During the past fortnight I’ve read a range
of articles calling for an end to…cupcakes. Yes, this most mini member of the
cake family seems to be facing culinary doom. In this month’s Delicious, chef Valentine Warner dubs
them ‘fancy spongy hell-spawn’, and May’s Observer
Food Monthly
lists cupcakes as one of the five worst food trends of the
past decade – alongside genetically modified food.

Sex and the City
Cupcakes – or
fairy cakes – are nothing new. They became fashionable during the mid-90s when
Carrie from the then wildly popular series Sex
and the City
was shown scoffing cupcakes at Manhattan’s Magnolia Bakery in
1998. When Nigella Lawson described them as the ultimate ‘dinner party
solution’ in How to be a domestic goddess
in 2000 their ascendancy was confirmed.

Why?
Why the backlash
against cupcakes? Of course, it’s not cupcakes themselves which are the issue,
but, rather, the range of assumptions and meanings which we attach to them.

Warner writes: ‘I think it’s the re-branding of
this childish treat that gets me so cross. Or perhaps it’s not the cupcakes
that annoy me but, rather, their west London devotees climbing into huge urban
four-wheel-drives holding wee shiny boxes crammed with mouse-sized cakelets.’

Are they sexist?
Cupcakes are associated with women. They’re
girly. They’re ladyfood. And this isn’t inherently problematic. Some feminists
argue – rightly – that labelling baking, sewing, and other ‘feminine’ pursuits
as silly, frivolous, or demeaning, is sexist.

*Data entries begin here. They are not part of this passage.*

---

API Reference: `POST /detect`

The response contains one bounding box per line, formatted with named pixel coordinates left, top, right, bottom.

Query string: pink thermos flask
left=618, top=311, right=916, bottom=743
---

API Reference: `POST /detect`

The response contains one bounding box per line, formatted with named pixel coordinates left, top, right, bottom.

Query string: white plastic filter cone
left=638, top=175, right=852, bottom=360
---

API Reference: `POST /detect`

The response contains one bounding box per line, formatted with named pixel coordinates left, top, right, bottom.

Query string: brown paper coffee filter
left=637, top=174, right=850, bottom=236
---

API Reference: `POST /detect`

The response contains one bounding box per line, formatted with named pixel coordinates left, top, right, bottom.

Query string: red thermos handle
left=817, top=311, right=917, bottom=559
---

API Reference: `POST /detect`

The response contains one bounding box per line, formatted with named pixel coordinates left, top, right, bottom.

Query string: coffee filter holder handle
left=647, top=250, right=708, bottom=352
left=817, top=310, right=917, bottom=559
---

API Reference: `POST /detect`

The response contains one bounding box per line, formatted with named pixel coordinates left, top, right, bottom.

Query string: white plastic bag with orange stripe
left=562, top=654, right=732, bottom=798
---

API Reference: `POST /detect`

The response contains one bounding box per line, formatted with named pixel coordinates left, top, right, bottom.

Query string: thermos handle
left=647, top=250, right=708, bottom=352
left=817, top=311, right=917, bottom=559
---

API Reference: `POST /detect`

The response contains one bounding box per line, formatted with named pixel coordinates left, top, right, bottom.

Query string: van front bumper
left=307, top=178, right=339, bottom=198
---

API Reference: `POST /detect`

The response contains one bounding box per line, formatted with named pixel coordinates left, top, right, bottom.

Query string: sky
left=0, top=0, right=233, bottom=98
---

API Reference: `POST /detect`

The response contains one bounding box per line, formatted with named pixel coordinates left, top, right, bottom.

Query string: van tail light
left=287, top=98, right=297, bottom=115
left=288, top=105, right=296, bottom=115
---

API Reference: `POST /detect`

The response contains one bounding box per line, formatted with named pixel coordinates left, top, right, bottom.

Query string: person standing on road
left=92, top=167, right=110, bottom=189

But this doesn’t change the fact that cupcakes
are marketed to women on the grounds that these tiny treats are dainty, pink,
and pretty – like women (or, rather, girls, or ladies). They are safe for slim,
demure ladies to eat: they contain fewer calories than a wedge of cake, and
they’re easy to pick at with a (mini) cake fork. When Warner describes the
cupcakes as ‘mouse-sized’, he could as easily be referring to the women who buy
them.

Like cupcakes, this gendering of food isn’t
anything new, but what concerns me is that we’re still associating children’s
food with a particular kind of femininity. Why are cupcakes marketed so
successfully to educated middle-class women? (And cupcakes are often so expensive
it’s only well-off women who can afford them.)

In a nasty irony, when Sex and the City
depicts Carrie eating cupcakes it isn’t to emphasise her healthy attitude
towards food, but, rather, to indicate that even when she does eat cake, it’s
small, childlike, and entirely unthreatening. As she is.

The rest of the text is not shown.